В падении он опрокинул один из столов, расставленных у арены. Стоявшие на нем пивные бутылки разбились где-то между расфранченным хозяином похоронного бюро, его истерически завопившей женой и двумя сыновьями, которые пришли в восторг: ведь о таком происшествии можно рассказывать до конца своих дней.
Крошка-циркачка с крупными зубами, мужественно помахивая рукой и виновато улыбаясь, упала вместе с кораблем пустыни.
Каким-то образом ей удалось удержаться в седле. Каким-то образом она не угодила под тушу верблюда и не была раздавлена. Делая вид, что ничего особенного не случилось, она продолжала помахивать рукой и улыбаться, а униформисты, трубачи и гимнасты — частью успевшие, а частью не успевшие переодеться в цирковые костюмы — пинали, тащили, награждали тычками и плевками закатывающего глаза бактриана. Тем временем остальная часть труппы продолжала парад-алле, старательно обходя место происшествия.
Поднять верблюда в собранном виде — ногу сюда, лопатку вот так, а шею-то, шею! — было не легче, чем соорудить бедуинскую землянку во время песчаной бури.
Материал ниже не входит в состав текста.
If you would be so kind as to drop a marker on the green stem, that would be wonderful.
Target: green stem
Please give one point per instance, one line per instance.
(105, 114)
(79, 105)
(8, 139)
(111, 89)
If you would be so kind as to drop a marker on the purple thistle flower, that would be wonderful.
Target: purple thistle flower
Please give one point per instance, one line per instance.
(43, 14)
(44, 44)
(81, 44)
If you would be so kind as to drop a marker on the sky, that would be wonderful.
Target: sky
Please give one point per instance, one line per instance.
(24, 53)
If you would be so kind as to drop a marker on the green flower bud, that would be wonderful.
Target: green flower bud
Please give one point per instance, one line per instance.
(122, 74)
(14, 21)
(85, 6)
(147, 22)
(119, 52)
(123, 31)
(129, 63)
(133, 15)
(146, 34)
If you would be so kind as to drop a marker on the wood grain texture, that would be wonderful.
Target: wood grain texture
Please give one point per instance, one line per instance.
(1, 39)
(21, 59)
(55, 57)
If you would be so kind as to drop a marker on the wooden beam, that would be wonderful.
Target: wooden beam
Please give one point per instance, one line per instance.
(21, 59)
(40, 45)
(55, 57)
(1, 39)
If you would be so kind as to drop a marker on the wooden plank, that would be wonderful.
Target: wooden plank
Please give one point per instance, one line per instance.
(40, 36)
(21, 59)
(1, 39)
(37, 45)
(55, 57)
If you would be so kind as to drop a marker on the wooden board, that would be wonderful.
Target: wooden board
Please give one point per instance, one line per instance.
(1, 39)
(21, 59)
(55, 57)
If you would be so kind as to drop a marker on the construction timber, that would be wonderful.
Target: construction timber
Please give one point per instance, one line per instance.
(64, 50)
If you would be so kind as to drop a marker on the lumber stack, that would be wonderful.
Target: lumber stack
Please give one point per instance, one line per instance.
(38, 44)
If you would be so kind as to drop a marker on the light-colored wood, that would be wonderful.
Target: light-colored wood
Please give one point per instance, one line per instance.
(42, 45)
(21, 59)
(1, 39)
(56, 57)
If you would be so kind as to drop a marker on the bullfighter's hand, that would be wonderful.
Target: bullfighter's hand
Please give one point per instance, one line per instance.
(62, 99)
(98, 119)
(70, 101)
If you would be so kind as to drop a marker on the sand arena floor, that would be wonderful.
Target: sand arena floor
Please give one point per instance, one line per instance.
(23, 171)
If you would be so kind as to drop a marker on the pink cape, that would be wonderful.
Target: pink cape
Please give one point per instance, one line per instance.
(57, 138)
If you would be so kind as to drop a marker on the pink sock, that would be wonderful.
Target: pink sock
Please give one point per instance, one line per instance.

Стоило доброхотам выпрямить ему одну ногу и пригвоздить ее к земле, как другая нога начинала скрипеть и подламываться.
Горбы верблюда беспорядочно переваливались с одного бока на другой. Малышка по-прежнему сидела в дамском седле. Фонограф выбрасывал пульсирующие ритмы духового оркестра, и наконец верблюд был собран по частям, как гигантский коллаж из зловонного дыхания и заклеенной пластырями шкуры. Он поднялся и сделал пару нетвердых шагов, словно раненый или пьяный, чтобы, рискуя повалить другие столы, прошествовать напоследок вокруг арены.
Маленькая наездница, с вымученной улыбкой державшаяся на вершине зловонного бархана, сделала прощальный взмах рукой. Публика ответила одобрительными возгласами. Парад увял сам собой. Тромбонист бросился к помосту, чтобы выключить фанфары.
Только тут я осознал, что стою с разинутым ртом, сорвав голос, хотя сам не слышал своего крика. Я видел, что меня окружают десятки других зрителей, точно так же потрясенных отчаянием циркачки и позором верблюда. Теперь мы все расселись по местам, обмениваясь быстрыми горделивыми взглядами и радуясь благополучному исходу событий. На помост возвратились музыканты, успевшие только пришпилить к рабочим комбинезонам золотые эполеты. Запели трубы.
— Великая Лукреция! Берлинская бабочка! — выкрикнул распорядитель, впервые показавшийся около самых почетных столиков; свой рупор он держал за спиной. — Лукреция!
И Лукреция, танцуя, появилась на манеже.
Но, конечно, это была не просто Лукреция: перед публикой возникла крошечная Мелба,[21] которую представляли то как Роксанну, то как Рамону Гонзалес. Меняя шляпки и костюмы, она выбегала на арену все с той же фортепианной улыбкой. О Лукреция, Лукреция, повторял я про себя.